Roberts’ performance of Ray – which carries the emotional weight of the film – is crucial to its success.  He has to plausibly evoke a sense of swelling misery, dread, and sweaty fretfulness while attempting to maintain a composed sense of normalcy and decorum to his family, friends,  and co-workers.  This becomes, obviously enough, even more tricky with each new body that begins to pile up in Ray’s wake.  His tailspin of lust, greed, and mistrust leads to only more personal suffering for him and Carla and the compelling angle of THE SQUARE is that he is not immediately a figure of sympathy or understanding.  Ray is not a black and white protectionist that we easily root for: his actions are dubious and questionable and his disregard for human life and the sanctity of marriage keeps us at a distance.  However, the film is not about us securely and unconditionally rooting this man on to success; it’s more about showcasing the enthralling and oftentimes appalling downward spiral that he and Carla find themselves in.  THE SQUARE is almost delectably downbeat and nihilistic in this way as it revels in the train wreck that is this man’s life.  This tone and macabre sensibility is something the Coen Brothers would giddily appreciate, 

Edgerton’s direction as well is as first rate and accomplished as the performances.  He intuitively understands that all great thrillers are built upon the foundations of pacing and tone and building suspense with an understated, almost quietly foreboding style.  The look of the film is gritty, dirty, solemn, and washed out, which subtly reflects the angst, confusion, and pathos of its characters.  The texture and palette that Edgerton employs here is matched by the way he lets his camera linger on the events.  THE SQUARE is not ostentatiously stylized in a “look at what I can do” manner; instead, Edgerton has the crafty foresight to let his loose, yet systematically timed, camera moves and a less-is-more visual style to help foster the film’s unsettling mood.  The film becomes almost more psychologically richer and gripping as a result.  Few full-length directorial debuts demonstrate such a mature and regimented comprehension of what works and what doesn’t in the noir traditions. 

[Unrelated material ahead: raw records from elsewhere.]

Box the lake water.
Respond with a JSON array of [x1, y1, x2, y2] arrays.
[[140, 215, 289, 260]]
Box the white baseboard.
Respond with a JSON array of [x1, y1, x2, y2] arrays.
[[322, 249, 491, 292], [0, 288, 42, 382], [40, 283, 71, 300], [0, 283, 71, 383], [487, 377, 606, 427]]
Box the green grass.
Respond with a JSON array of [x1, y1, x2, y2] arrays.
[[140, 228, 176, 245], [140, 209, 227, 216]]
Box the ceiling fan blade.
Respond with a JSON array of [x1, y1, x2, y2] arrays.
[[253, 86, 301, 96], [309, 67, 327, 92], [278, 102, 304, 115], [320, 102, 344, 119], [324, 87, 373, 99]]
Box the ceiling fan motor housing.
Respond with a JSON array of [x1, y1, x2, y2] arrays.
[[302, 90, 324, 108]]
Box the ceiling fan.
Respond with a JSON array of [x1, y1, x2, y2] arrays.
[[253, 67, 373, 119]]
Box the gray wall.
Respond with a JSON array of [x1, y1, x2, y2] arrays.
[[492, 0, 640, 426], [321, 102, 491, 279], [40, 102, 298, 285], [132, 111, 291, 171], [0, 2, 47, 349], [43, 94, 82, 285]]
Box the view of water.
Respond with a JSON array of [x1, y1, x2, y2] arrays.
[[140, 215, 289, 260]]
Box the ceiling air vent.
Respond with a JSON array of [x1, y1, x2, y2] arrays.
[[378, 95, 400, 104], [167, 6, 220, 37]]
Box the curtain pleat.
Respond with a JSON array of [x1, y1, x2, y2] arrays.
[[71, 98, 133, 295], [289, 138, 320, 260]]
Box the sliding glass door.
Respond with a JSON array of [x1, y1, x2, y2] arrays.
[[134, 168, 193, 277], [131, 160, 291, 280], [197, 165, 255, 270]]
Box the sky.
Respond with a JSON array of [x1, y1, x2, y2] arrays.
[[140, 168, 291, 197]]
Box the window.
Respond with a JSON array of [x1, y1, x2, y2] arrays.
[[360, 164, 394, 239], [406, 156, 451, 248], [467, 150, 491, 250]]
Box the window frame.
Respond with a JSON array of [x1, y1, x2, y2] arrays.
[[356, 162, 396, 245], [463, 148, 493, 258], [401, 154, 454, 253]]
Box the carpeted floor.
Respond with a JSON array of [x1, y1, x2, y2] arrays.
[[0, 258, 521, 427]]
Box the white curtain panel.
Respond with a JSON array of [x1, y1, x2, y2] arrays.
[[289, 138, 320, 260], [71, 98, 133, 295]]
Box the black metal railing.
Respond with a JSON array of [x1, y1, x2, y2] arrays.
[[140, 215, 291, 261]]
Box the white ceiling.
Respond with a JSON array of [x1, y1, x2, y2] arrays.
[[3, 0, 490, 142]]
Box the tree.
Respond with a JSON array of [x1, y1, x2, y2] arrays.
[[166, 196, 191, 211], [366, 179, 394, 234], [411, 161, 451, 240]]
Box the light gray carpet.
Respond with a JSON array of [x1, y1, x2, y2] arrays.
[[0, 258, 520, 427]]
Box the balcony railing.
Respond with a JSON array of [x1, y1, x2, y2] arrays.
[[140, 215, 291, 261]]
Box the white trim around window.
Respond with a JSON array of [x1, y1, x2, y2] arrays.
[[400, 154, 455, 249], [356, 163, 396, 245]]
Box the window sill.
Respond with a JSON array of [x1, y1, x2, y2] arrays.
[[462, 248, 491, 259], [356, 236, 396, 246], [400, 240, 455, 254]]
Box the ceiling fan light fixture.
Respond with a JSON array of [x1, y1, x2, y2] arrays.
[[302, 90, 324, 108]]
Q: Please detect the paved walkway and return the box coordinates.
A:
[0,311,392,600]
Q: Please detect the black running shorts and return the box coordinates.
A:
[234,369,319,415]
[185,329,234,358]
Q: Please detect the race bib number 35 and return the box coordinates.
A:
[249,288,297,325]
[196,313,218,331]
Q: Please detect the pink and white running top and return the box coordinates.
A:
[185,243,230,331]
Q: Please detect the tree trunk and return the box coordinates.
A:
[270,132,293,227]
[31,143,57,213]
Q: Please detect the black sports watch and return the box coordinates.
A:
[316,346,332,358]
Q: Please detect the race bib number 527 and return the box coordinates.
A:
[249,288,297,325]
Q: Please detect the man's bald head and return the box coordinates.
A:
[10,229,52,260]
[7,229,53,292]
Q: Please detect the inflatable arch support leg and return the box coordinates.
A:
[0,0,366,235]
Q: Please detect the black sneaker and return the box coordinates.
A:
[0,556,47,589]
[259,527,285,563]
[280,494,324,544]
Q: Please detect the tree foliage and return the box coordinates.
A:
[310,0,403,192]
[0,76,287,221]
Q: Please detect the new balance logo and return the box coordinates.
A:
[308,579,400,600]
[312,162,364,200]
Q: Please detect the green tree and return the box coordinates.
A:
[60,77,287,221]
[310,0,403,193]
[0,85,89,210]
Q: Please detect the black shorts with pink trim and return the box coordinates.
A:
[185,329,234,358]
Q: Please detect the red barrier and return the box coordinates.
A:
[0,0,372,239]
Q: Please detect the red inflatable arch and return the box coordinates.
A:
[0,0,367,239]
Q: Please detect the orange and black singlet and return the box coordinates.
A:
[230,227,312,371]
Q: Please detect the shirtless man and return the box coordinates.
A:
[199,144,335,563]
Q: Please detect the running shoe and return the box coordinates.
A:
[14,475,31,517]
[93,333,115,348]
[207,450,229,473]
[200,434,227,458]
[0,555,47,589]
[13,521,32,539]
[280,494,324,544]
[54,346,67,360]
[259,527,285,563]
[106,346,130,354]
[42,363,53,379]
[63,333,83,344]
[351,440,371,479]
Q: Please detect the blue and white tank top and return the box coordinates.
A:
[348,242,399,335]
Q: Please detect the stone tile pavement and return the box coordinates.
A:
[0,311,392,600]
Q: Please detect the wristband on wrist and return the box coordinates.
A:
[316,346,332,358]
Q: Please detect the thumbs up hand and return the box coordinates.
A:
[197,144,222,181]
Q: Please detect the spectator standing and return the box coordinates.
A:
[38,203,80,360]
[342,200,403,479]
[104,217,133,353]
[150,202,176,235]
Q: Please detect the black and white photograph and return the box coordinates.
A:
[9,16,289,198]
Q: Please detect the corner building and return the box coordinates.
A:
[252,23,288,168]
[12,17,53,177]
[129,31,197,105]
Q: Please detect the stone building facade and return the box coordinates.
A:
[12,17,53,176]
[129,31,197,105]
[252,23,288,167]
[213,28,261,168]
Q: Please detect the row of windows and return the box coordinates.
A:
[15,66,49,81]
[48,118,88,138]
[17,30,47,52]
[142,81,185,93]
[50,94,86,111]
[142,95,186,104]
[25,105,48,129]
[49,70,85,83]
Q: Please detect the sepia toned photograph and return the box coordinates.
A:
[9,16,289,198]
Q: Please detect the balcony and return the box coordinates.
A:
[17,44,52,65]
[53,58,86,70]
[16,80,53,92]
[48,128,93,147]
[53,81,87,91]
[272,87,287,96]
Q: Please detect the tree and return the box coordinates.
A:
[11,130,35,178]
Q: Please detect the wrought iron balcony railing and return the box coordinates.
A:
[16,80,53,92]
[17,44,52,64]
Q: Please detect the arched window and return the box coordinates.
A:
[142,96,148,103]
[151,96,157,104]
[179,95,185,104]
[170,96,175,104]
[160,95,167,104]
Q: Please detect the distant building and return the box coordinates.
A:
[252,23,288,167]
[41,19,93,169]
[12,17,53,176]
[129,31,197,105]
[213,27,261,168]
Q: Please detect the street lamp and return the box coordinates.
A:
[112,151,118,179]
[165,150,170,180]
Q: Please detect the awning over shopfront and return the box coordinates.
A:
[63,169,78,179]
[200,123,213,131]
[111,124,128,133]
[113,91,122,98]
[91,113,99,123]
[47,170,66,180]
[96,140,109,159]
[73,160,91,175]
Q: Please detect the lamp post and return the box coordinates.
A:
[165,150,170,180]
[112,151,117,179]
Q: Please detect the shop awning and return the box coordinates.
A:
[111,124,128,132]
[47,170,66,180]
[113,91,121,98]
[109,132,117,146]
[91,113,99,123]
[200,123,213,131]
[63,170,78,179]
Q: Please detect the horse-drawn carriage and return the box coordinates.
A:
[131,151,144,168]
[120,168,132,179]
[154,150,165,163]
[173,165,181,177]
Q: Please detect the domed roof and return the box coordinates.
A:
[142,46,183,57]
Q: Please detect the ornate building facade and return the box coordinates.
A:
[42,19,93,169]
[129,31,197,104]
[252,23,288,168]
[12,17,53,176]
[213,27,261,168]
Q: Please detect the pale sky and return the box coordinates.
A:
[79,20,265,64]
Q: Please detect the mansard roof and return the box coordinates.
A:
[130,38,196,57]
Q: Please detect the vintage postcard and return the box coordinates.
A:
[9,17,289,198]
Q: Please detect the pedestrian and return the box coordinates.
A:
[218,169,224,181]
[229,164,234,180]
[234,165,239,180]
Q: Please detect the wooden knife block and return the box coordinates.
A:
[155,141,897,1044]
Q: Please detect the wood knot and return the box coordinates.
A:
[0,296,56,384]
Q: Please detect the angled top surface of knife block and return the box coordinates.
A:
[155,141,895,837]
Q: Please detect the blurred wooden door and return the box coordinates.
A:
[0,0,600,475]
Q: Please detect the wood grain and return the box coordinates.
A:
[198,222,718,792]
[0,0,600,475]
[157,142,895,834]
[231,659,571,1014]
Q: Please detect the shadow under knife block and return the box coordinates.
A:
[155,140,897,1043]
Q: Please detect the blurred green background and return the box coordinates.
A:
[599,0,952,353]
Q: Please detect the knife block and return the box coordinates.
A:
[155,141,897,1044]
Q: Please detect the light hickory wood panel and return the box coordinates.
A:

THE SQUARE teases and taunts audiences in ways that Hitchcock used to for how it lures them into its seedy and tragic story of deceit, betrayal, and a succession of really, really bad choices made by characters that you just know will not go unpunished.  There are many squirm-inducing moments in the film where you know that the motivations and actions by Ray and his lover will lead to no good at all, but, again, it’s their deplorable journey and their unavoidable downfalls that makes THE SQUARE such a hypnotically taut, intense, and mercilessly calculating thriller.  The film is made of elements that we have all seen before and in hundreds of other noirs, but the Edgerton Brothers demonstrate a similar level of perceptivity for the genre that usually only comes to more seasoned filmmakers in their prime.  THE SQUARE is a grisly, depressing, and exhaustive experience to sit through, but there is so much consummate skill underscoring it all that you come out joyously revering the effort, even after experiencing a finale that ends with a cruel and disparaging thump.  The film made me feel completely uneasy, which is to its esteemed credit.